Davis notes that supply chain disruptions in China due to the outbreak could result in higher consumer prices. In 2018, China accounted for 28% of the manufacturing output globally, or more than the combined share of its next two rivals – the U.S. at 16.6% and Japan at 7.2%. Moreover, China is much more important to other economies as it specializes in mid to low-cost manufacturing.
This means there isn’t much manufacturing capacity outside of China. Also, a fact that can’t be ignored is that many products that China makes play an important role in the consumer price index. Over the past decade or so, the cost of common electronics goods has come down primarily due to the lower cost of production.
Thus, supply issues, even for the short-term, would lead to shortages and possibly a rise in prices. Eventually, this would lead to inflation as Chinese goods serve as input for many essential commodities.
Hike in wages to make matters worse
On the other hand, despite the sluggish wage growth of just 3% as per the latest jobs report, Davis says the U.S. companies may need to pay higher wages to attract more workers. Offering higher salaries is more of a possibility in retail, food and other services sectors, where employees are more afraid to work due to the risk of coronavirus.

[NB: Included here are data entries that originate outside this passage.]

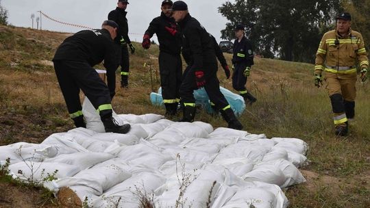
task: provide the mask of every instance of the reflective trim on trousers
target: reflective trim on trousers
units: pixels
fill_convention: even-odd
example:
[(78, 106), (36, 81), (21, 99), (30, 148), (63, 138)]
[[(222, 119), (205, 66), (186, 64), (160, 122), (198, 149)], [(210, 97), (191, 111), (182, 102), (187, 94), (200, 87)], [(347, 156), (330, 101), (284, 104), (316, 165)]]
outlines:
[(84, 114), (82, 114), (82, 111), (78, 111), (77, 112), (74, 112), (73, 114), (69, 114), (69, 117), (71, 117), (71, 118), (77, 118), (78, 116), (81, 116), (83, 115)]

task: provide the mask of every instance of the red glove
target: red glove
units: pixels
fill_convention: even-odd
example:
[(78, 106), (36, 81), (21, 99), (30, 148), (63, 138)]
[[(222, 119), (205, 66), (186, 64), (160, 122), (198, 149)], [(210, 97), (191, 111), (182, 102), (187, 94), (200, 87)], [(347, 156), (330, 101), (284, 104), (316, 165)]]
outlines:
[(167, 26), (164, 27), (164, 28), (171, 34), (173, 35), (173, 36), (175, 36), (175, 35), (176, 34), (176, 33), (177, 32), (177, 30), (176, 30), (175, 28), (171, 28), (171, 27), (169, 27)]
[(202, 70), (195, 71), (195, 82), (198, 88), (203, 88), (206, 85), (204, 73)]
[(143, 42), (141, 43), (141, 46), (143, 46), (143, 48), (145, 49), (148, 49), (150, 48), (150, 38), (149, 35), (144, 35), (144, 37), (143, 37)]
[(222, 68), (223, 68), (223, 70), (225, 70), (225, 75), (226, 75), (226, 79), (229, 79), (230, 77), (230, 70), (229, 69), (229, 66), (227, 65), (222, 66)]

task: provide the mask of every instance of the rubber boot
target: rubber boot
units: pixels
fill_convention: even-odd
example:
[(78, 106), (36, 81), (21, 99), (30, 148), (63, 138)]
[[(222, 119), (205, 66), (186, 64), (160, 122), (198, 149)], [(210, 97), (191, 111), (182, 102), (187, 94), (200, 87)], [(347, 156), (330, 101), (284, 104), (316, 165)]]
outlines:
[(82, 128), (86, 128), (86, 124), (85, 123), (85, 121), (84, 120), (84, 116), (79, 116), (76, 118), (72, 118), (73, 120), (73, 122), (75, 122), (75, 126), (76, 126), (76, 128), (82, 127)]
[(349, 120), (354, 119), (354, 108), (355, 108), (355, 102), (354, 101), (344, 101), (343, 102), (345, 109), (345, 116)]
[(336, 135), (345, 136), (348, 133), (348, 122), (335, 127), (334, 133)]
[(128, 88), (128, 76), (121, 75), (121, 87)]
[(236, 130), (243, 129), (243, 125), (235, 116), (234, 112), (231, 108), (225, 110), (221, 110), (221, 114), (223, 119), (227, 122), (227, 128)]
[(118, 133), (126, 133), (131, 129), (129, 124), (120, 126), (118, 122), (112, 116), (112, 114), (101, 116), (106, 132), (113, 132)]
[(195, 107), (183, 106), (182, 107), (182, 119), (180, 122), (193, 122), (195, 117)]
[(166, 116), (171, 117), (176, 115), (177, 105), (176, 103), (164, 103)]
[(213, 112), (212, 113), (212, 116), (218, 117), (220, 115), (220, 110), (219, 109), (219, 108), (217, 108), (216, 105), (211, 105), (211, 107), (213, 109)]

“If you are an employee at Walmart and you decide you're going to stay home due to coronavirus worries, there could be pressure to raise wages," she said.

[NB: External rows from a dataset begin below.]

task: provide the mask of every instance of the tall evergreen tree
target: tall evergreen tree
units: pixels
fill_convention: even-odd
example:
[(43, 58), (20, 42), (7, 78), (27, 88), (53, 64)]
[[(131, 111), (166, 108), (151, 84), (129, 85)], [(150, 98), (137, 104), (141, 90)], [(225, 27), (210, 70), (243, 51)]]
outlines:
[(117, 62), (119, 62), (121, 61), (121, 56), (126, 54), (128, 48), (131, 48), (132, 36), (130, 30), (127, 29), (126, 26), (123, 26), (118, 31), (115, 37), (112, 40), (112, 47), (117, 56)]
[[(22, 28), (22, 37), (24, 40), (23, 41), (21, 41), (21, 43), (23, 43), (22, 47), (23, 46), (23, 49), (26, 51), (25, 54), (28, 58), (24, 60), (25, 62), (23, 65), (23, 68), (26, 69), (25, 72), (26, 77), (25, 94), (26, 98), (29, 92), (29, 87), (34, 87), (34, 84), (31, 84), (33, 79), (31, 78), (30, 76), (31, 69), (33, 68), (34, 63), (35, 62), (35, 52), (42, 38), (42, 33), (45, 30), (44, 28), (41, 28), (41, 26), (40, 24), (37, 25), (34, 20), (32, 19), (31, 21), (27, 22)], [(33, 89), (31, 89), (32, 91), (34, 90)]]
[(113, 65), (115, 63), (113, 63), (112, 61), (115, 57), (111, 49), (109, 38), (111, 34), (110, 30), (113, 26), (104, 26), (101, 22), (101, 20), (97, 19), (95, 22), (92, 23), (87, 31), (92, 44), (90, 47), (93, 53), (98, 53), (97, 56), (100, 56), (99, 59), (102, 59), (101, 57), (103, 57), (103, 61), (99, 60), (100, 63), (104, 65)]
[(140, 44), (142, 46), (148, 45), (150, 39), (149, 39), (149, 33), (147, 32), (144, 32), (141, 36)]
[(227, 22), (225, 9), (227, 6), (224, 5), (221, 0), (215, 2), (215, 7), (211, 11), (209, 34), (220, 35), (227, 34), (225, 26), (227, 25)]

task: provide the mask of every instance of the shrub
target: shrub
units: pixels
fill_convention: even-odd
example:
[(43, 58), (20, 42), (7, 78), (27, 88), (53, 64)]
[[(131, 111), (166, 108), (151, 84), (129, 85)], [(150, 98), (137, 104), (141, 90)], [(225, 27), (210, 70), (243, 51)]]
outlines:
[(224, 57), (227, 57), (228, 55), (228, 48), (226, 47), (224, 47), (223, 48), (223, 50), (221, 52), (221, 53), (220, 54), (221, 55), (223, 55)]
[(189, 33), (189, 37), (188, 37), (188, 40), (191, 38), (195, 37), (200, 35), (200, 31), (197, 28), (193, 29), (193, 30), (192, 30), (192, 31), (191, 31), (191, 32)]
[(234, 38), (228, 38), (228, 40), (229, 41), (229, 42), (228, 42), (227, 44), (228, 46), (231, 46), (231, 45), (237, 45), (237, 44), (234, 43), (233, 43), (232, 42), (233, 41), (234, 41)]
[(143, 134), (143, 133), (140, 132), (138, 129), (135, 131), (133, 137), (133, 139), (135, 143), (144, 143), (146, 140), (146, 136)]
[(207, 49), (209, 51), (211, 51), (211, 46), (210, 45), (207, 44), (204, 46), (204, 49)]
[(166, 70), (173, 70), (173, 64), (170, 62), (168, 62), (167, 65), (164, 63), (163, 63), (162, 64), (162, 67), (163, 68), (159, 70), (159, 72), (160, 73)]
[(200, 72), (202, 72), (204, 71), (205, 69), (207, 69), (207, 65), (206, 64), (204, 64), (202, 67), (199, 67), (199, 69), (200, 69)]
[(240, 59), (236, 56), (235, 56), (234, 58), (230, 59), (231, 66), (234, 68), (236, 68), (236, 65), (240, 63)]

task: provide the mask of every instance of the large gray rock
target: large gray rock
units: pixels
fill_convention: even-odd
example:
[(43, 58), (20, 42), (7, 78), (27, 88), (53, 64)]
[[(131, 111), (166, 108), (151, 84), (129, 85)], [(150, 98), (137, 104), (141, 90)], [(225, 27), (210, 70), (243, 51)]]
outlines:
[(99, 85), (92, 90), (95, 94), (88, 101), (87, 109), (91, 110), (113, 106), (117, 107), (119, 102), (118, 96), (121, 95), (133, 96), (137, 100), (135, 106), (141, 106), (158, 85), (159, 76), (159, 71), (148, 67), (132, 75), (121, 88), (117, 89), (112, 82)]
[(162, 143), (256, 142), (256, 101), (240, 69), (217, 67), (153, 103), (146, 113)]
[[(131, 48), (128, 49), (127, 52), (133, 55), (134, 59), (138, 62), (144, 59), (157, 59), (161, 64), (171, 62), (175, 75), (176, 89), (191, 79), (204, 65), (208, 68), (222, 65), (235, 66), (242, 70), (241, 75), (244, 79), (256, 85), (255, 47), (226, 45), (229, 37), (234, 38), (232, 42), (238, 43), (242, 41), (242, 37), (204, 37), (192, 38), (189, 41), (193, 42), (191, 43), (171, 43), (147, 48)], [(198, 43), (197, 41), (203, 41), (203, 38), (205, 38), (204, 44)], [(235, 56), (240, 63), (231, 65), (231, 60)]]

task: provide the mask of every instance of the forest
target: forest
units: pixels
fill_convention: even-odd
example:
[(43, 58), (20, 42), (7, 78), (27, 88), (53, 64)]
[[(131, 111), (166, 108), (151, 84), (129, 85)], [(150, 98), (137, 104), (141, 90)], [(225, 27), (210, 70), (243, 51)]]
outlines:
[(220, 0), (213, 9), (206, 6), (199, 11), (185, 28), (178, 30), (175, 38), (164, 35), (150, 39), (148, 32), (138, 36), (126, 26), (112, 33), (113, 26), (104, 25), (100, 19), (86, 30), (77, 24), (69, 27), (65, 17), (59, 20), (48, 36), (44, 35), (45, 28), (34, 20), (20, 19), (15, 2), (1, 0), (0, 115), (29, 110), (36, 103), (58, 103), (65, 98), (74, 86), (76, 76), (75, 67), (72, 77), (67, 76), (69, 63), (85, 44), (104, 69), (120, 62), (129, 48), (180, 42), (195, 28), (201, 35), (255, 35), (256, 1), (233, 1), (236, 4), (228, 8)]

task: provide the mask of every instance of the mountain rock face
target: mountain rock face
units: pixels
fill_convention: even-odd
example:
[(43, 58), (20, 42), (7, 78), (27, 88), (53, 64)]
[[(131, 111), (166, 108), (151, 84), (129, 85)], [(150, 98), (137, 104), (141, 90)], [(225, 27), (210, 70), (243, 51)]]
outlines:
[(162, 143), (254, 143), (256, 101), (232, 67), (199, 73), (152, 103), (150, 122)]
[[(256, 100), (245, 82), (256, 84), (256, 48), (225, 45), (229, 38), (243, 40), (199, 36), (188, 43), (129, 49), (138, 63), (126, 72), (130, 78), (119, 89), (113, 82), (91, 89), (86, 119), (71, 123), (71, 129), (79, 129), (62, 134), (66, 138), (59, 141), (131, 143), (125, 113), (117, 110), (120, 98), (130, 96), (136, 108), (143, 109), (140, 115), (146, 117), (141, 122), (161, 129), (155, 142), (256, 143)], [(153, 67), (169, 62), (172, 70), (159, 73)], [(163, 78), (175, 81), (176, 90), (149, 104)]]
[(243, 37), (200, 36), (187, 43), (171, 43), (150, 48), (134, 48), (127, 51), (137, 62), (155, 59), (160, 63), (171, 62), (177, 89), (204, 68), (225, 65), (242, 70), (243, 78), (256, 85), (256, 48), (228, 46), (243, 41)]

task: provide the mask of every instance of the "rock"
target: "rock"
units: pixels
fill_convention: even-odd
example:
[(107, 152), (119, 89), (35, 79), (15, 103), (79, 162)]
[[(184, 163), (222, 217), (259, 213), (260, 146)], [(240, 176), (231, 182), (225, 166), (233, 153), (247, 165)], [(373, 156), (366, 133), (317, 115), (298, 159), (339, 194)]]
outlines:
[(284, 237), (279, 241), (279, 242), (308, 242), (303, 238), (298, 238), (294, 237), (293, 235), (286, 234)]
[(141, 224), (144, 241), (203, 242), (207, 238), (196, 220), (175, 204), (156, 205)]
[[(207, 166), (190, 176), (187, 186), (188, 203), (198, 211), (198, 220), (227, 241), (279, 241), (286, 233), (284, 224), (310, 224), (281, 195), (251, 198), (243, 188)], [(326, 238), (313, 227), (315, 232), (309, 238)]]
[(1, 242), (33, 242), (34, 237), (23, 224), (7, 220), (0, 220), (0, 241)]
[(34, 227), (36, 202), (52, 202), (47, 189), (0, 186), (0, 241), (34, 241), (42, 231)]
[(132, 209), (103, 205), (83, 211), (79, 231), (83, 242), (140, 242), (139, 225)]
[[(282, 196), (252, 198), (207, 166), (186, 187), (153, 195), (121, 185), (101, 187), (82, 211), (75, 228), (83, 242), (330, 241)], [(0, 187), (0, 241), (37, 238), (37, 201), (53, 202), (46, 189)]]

Things could get worse if the Fed and other central banks globally go for another rate cut. Such actions could further add pressure on the prices as now more money would be chasing limited supply, resulting in inflation.
"During a bond market crisis caused by inflation, global central banks will be completely impotent," said president and founder of Pento Portfolio Strategies, Michael Pento, according to CNN, adding that this could "produce a period of intense stagflation globally such as never before seen.”
Inflation not an issue
There have been signs of stagflation in China, which is the epicenter of the coronavirus. Prices have skyrocketed in the country following the shutdown of factories. However, experts believe the situation would get under control as the virus slows and production returns to normal.
Also, there are those who believe inflation won’t be much of an issue for the U.S. as well. Instead, people should be aware of the risk due to a recession. For instance, the recent drop in oil prices is not just due to the clash between OPEC and Russia, but primarily due to the slowdown in consumer spending (people delaying or canceling their travel plans).
Also, experts believe that companies may postpone their decision or won’t go for a price hike at all as doing so during a health crisis wouldn’t speak good about the company.
"Inflation pressures still seem very limited. There is a lack of pricing power. Firms will be reluctant to raise prices right now,” said Nathan Sheets, who was under secretary of the Treasury for international affairs during the Obama administration and is currently chief economist at PGIM Fixed Income, according to CNN.
Coronavirus seems to be slowing down in China. This would eventually result in more factories re-opening, or those that are already open, to operate at 100% capacity. If this happens, it would take pricing pressure off of the companies which are currently facing supply shortages.